AquaSox reliever Jose Geraldo got into trouble in the seventh after pitching a clean sixth, allowing four straight base hits to open the frame. The latter two were RBI singles from Szykowny and Harber to cut it to 8-5.

With no outs and runners on the corners, reliever Casey Hintz took the mound and proceeded to retire the next three batters, two via strikeout, to maintain the three-run lead.

Hintz, a 21-year-old righty selected in the 16th round of the 2025 Draft in July, was promoted to Everett on Sept. 2, making two regular season appearances. Put in a tough spot on Friday, the “new guy” proved his worth.

“It’s just that bulldog mentality that they went in,” Vincej said. “Great job by Casey on that. It was a big-time spot for him. We’ve only seen him pitch a couple times with us, so he’s really stepped up in a huge way for us, and just to get out of that — first and third, nobody out — get some ‘punchies’ and keep the line moving for us, that completely changed the momentum.”

Hintz returned to the eighth, where Eugene’s only base-runner came from a fielding error by Pagliarini at second base. Cox grounded into an inning-ending force out in the next at-bat to avoid any drama.

That would be saved for the ninth, when Calvin Schapira came in for the save. It started rocky, as he hit Szykowny with his very first pitch and walked Harber to set the Emeralds up with two base-runners and the tying run at the plate.

Following a mound visit, Schapira dialed in and struck out the next three batters, throwing just three total balls in 13 pitches across the three at-bats.
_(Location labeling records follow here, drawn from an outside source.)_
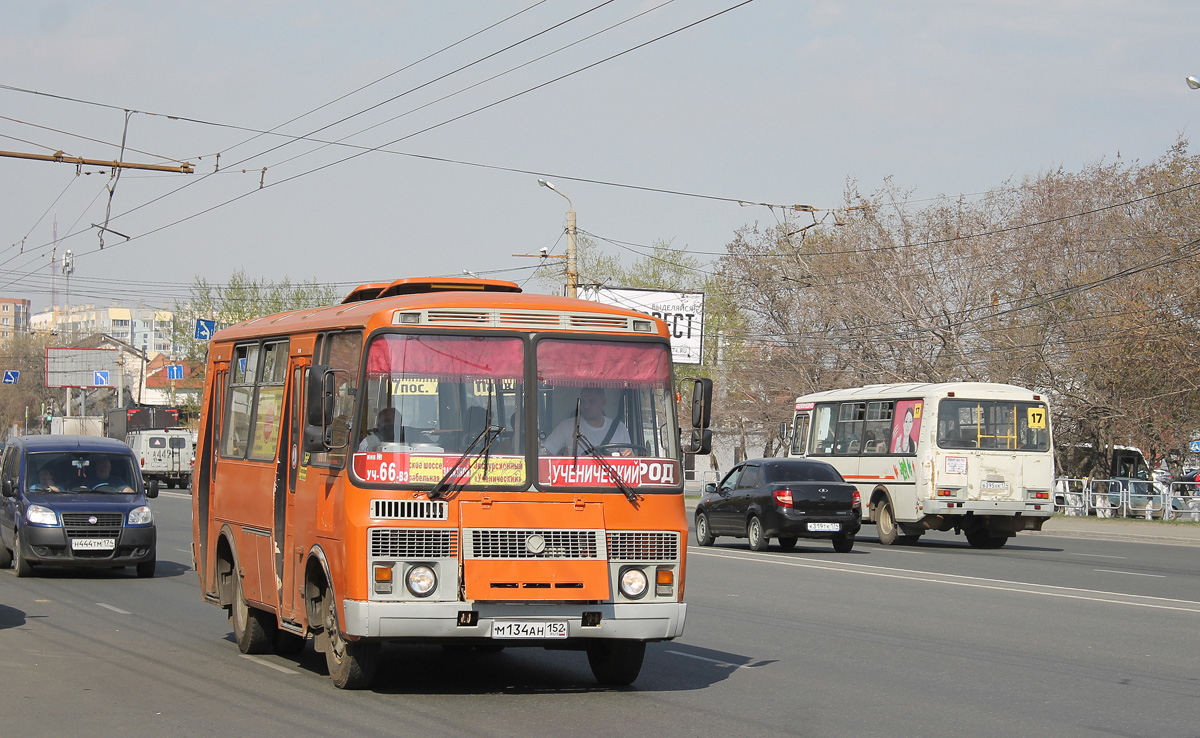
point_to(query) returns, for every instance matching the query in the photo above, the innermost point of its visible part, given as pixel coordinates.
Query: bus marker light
(664, 582)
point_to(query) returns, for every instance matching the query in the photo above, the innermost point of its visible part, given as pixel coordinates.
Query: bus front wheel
(252, 628)
(352, 664)
(616, 663)
(886, 522)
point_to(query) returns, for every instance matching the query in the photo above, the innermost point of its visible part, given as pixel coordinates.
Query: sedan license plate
(93, 544)
(528, 629)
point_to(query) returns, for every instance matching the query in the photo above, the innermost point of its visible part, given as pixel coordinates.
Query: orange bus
(445, 461)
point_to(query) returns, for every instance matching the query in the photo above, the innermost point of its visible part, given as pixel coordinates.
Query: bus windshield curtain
(449, 358)
(607, 364)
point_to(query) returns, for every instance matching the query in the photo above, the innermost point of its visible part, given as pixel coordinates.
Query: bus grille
(409, 544)
(643, 546)
(408, 509)
(77, 522)
(528, 544)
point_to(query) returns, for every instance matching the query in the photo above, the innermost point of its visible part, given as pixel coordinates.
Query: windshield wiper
(489, 435)
(591, 450)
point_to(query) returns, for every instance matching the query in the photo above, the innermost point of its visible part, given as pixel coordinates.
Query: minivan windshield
(81, 472)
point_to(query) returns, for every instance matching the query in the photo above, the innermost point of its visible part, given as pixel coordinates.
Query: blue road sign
(204, 329)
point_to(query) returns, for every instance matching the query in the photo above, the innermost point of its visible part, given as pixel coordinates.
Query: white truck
(165, 454)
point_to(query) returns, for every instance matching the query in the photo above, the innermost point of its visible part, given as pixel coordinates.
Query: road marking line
(269, 665)
(1050, 591)
(679, 653)
(1162, 576)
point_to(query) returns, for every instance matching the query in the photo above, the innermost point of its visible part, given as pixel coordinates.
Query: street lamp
(571, 277)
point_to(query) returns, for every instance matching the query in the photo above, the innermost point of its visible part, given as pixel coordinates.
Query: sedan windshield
(81, 472)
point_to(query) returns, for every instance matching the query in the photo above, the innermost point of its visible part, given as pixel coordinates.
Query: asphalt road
(1050, 636)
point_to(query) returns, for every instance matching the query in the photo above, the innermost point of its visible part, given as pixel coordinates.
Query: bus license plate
(93, 544)
(528, 629)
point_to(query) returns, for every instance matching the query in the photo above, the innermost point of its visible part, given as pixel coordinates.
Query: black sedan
(784, 498)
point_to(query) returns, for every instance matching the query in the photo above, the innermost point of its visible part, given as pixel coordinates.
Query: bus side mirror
(319, 401)
(701, 442)
(701, 405)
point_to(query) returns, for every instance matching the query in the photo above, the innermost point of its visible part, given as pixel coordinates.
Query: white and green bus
(971, 457)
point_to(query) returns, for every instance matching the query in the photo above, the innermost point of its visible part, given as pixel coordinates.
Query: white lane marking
(1161, 576)
(269, 665)
(1049, 591)
(679, 653)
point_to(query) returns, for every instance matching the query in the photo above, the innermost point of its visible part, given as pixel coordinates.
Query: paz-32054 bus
(973, 457)
(445, 461)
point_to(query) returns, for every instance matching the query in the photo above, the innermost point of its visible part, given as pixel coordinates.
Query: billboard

After punching out designated hitter Jack Payton to secure the win, Schapira let out a big yell as the AquaSox dugout emptied onto the field.

“The pitching’s been, I think, pretty good all year,” Truitt said. “We had a lot of confidence coming in with the bullpen, especially (the) back-end, so it was expected, and they did their job.”

Entering the series as the underdog to the red-hot second-half champion Emeralds, Everett faces an opportunity to clinch the Northwest League Championship on home turf. First pitch is at 7:05 p.m. on Saturday.